Monday, 17 February 2020

Inferno, the First Volume in My Three-Part ‘Trash Project’ Launches February 18







‘Trash has always served me well—over the years it has become the outer form and material expression of my dreams: of tomorrow, of life in space, of the blissful alienation from this world that I have always craved…’

My latest book Inferno: a Genealogy of 1960s Trash is being launched at the Horse Hospital on Tuesday February 18. 

The Horse Hospital is bravely fighting back against threats of closure once again – and once again they have managed to hang onto their amazing space off Russell Square until the end of March. I doubt whether Inferno would have been the same book, or would even have existed at all, if it hadn’t been for the Horse Hospital. The Trash Project has been a long time in the planning. Over twenty years of screenings, exhibitions, discussions and debates at the Horse Hospital have had an undeniable impact on writing and thinking about Trash and Trash Aesthetics. 

There has been no other place like it. The launch of my first book, Destroy All Monsters, took place at the Horse Hospital. Strange Attractor Press also enjoys strong connections with the Horse Hospital – some of its earliest events were held there. To celebrate the launch of Inferno at the Horse Hospital has tremendous significance both for me and for my publishers. I hope you can join us. There will be movies, a reading from Inferno, plus a book signing and special guest star DJs. You can find more details of what should be a highly memorable evening by clicking here.

Inferno is the first volume in a three-part work on the subject of Trash and Trash Aesthetics. It has been very closely modelled upon the structure of Dante’s Divine Comedy. The architecture of Hell as laid out in Dante’s epic poem perfectly suits the main subject of my own Inferno, which deals predominantly with exploitation and underground films in 1960s America. You can find more details about the book, including the complete blurb, by clicking here.  
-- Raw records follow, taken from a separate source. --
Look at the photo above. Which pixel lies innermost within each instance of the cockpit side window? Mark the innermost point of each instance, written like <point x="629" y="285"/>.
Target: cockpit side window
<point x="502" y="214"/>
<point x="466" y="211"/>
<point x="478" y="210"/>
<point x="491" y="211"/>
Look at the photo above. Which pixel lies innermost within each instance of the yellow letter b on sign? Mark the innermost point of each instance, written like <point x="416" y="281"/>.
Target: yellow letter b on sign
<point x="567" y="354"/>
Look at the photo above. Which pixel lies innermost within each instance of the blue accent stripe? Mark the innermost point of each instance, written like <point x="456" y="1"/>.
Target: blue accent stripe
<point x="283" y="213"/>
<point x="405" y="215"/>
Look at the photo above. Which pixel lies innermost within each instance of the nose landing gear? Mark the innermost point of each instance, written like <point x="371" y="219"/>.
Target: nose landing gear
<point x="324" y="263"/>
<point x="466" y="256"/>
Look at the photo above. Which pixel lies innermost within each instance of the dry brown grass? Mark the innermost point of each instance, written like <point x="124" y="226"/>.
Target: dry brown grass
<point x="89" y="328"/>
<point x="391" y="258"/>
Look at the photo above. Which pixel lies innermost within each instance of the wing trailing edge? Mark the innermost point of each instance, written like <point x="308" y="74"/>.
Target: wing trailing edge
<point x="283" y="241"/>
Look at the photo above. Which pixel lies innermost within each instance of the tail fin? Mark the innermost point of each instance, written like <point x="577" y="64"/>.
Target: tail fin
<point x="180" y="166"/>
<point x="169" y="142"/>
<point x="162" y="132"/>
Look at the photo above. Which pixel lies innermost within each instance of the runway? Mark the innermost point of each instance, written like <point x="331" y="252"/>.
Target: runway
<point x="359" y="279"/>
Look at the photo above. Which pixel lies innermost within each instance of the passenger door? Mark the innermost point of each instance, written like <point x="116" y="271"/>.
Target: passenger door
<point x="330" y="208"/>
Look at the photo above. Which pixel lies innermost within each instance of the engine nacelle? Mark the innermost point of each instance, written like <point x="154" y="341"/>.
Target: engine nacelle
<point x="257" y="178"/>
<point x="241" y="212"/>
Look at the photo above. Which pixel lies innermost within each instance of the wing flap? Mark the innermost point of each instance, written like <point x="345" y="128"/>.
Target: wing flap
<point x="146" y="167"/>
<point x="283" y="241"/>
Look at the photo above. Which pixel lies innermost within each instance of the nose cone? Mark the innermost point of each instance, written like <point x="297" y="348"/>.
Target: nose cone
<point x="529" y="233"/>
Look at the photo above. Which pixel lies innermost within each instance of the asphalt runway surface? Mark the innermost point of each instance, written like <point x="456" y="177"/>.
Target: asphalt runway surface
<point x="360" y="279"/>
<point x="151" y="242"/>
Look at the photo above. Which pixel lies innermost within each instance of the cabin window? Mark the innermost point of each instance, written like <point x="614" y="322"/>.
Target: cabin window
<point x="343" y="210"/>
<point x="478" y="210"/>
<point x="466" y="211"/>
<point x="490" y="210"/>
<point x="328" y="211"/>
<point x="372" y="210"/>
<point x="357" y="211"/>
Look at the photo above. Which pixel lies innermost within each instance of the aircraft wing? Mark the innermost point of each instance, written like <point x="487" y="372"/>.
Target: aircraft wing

Strange Attractor have included in their press kit for Inferno a short Q&A that I was asked to respond to earlier this month. I am reproducing the resultant exchange herewith, with thanks to Esmeralda Vogele Downing for asking such great questions. I think it tells you quite a lot about the new project. 


How can one best recognise trash?


Well, that presupposes that we already have a workable definition of Trash and its appeal. Trash maintains a highly elusive presence precisely because it escapes recognition. We might claim to ‘know it when we see it’ – but how far has this assumption ever got us? Apply the same pronouncement to ‘art’ or ‘beauty’, and you’ll see what I mean. One of the reasons why I started The Trash Projectin the first place was to explore how Trash is set up within a culture and why it is so necessary to the life of that culture. We tend, for the most part, to recognise Trash ‘when we see it’ only so that we can immediately dismiss it. This is essentially what’s happening when we claim that something is ‘so bad it’s good’. I understand what is being claimed by this statement as it is commonly used but not the mechanisms or attitudes that have produced it. These need to be exposed and examined much more closely. Or to put it another way: when everything tells you that you ought to look away but you keep on watching anyway – that’s the quintessential Trash experience to me.

What in Inferno is likely to surprise first-time explorers of trash?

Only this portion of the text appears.